21 mars

Externalisation : vecteur de performance

Publié le 21/03/2012

L’externalisation connaît aujourd’hui une forte croissance et l’essor actuel de l’externalisation porte quant à lui essentiellement sur des activités de service, des activités de plus en plus proches du « coeur de métier ».

L’Entreprise intelligente : savoir, services et technologie.

Le phénomène d’externalisation de services n’est pas totalement nouveau car le problème d’arbitrage entre ressources internes et ressources externes s’est toujours posé. Par contre l’externalisation de services beaucoup plus stratégiques et critiques pour les entreprises comme l’informatique, la commercialisation ou la logistique, par exemple, est beaucoup plus récent.

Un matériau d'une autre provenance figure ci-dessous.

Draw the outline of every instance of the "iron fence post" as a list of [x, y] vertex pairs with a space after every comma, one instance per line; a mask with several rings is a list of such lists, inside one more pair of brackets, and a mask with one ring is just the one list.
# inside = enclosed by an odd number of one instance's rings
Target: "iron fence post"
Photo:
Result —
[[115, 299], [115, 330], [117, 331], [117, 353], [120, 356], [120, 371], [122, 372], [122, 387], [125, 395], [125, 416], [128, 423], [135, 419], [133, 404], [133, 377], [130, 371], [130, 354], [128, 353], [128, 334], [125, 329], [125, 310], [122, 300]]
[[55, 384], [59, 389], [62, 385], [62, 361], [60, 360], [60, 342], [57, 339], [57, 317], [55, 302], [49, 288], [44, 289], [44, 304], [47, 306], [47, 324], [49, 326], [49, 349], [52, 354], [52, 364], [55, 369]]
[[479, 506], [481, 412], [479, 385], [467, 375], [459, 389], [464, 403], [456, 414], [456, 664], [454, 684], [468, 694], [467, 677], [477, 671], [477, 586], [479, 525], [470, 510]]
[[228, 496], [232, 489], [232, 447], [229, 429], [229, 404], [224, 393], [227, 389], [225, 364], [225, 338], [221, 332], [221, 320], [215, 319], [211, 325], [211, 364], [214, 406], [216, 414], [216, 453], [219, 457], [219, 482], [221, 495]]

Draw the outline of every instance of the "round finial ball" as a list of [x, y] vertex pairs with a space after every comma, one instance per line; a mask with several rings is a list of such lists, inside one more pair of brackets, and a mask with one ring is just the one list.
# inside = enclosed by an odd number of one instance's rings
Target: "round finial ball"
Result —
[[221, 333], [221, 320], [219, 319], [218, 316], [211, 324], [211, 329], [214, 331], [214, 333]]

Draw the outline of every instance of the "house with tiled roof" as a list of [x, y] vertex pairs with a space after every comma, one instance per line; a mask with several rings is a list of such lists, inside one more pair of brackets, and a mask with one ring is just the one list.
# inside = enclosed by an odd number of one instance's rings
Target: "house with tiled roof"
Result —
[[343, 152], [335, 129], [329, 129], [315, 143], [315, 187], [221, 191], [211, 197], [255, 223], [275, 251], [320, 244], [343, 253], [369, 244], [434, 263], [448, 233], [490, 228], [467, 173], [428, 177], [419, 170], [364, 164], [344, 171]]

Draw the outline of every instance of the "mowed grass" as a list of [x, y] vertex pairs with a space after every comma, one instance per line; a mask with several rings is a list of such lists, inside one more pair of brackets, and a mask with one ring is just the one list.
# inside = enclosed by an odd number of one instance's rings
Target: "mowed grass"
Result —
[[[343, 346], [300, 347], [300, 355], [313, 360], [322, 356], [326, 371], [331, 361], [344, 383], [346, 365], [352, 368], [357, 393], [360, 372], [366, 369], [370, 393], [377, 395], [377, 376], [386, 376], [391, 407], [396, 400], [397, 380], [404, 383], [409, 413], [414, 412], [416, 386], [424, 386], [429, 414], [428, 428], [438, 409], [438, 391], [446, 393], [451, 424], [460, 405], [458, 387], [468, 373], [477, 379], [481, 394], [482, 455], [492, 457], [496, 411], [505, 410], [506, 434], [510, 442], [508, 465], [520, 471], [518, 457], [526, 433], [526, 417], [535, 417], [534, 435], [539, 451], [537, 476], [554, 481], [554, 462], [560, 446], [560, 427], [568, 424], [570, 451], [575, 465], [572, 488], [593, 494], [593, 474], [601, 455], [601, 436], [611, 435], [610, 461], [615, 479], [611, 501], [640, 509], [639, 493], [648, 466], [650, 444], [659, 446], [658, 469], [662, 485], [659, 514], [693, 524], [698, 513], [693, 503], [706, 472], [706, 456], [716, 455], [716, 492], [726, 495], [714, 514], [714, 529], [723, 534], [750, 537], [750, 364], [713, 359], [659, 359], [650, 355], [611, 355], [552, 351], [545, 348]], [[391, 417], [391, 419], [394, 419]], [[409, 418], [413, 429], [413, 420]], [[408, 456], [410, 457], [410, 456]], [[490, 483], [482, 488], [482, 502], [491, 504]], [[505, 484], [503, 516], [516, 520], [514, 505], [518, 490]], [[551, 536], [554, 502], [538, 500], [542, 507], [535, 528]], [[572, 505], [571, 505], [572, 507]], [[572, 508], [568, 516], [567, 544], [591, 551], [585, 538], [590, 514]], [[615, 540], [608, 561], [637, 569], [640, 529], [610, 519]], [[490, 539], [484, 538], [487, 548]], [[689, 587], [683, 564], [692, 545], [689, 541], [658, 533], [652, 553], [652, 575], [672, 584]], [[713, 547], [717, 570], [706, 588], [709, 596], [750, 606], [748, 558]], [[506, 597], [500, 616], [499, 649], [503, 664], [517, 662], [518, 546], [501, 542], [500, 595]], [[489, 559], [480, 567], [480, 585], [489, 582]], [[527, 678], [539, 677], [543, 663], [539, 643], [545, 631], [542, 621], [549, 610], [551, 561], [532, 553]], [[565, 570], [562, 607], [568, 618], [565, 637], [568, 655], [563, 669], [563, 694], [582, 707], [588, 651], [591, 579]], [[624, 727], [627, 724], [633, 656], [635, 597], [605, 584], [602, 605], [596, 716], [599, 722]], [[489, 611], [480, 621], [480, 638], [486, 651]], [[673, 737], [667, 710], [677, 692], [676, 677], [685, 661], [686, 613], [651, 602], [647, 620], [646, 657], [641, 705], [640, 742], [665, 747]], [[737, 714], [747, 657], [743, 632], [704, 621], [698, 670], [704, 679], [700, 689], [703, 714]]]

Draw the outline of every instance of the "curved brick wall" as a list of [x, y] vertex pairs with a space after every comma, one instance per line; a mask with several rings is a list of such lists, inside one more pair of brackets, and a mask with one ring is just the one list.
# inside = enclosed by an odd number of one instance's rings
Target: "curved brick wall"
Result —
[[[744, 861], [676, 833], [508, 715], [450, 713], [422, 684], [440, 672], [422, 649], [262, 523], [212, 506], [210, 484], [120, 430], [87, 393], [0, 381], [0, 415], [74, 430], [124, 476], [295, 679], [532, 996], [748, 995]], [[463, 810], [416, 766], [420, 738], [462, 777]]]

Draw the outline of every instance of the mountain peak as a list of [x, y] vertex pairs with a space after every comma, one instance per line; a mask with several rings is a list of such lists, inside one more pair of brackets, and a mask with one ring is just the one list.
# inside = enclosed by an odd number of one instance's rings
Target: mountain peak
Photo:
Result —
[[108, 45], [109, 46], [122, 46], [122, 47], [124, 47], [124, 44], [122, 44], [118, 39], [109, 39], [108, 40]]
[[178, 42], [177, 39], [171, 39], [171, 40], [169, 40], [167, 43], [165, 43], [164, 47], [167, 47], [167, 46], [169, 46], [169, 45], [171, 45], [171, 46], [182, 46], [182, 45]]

Jusqu’à une période récente, de telles activités étaient considérées comme partie intégrante de l’entreprise et leur externalisation n’était qu’une solution de dernier recours pour les entreprises en mauvaise santé financière. Aujourd’hui l’externalisation est un outil de management couramment utilisé.

Les bénéfices de l’externalisation.

Les bénéfices généralement attribués à l’externalisation sont nombreux et peut être ramenée à l’un des quatre bénéfices génériques suivants :

- réduction des coûts de l’activité externalisée,
- amélioration de la performance de l’activité externalisée,
- recentrage sur le « coeur de métier » de l’entreprise,
- amélioration de la gestion de l’activité externalisée.

Le management juridique de l’externalisation.

Une opération d’externalisation est un partenariat à long terme. C’est également une opération qui doit s’avérer gagnante pour les 2 parties. 


Contrairement à ce qu’on pourrait penser, un outil contractuel trop rigide n’est favorable à aucune des deux parties en présence. Si les conditions sont perçues comme trop rigides, le client n’hésite pas à bloquer les factures, invoquant des inexécutions ou irrégularités afin de rentrer dans la seule possibilité de sortie laissée par le contrat, à savoir la résiliation pour faute.


La plupart des contrats de prestations de service, et l’externalisation n’y fait pas exception, comprennent la classique exclusion de responsabilité par laquelle le prestataire ne serait pas tenu de réparer les dommages indirects, comprenant les préjudices commerciaux, les préjudices financiers, les préjudices d’image, etc.


Les contrats d’externalisation sont parmi les plus sophistiqués et complexes. Ils touchent à des domaines du droit très différents (droit des obligations, droit social, droit fiscal, voire droit commercial). Il est difficile d’en apprécier les véritables écueils sans le recul de l’expérience, ce qui est le cas de la plupart des clients qui se livrent à ce type d’opération.


On n’externalise bien que ce que l’on maîtrise parfaitement. Ce qui signifie qu’il faut toujours prendre soin de conserver le niveau de compétences, de qualifications et d’expériences suffisant au sein de l’entreprise.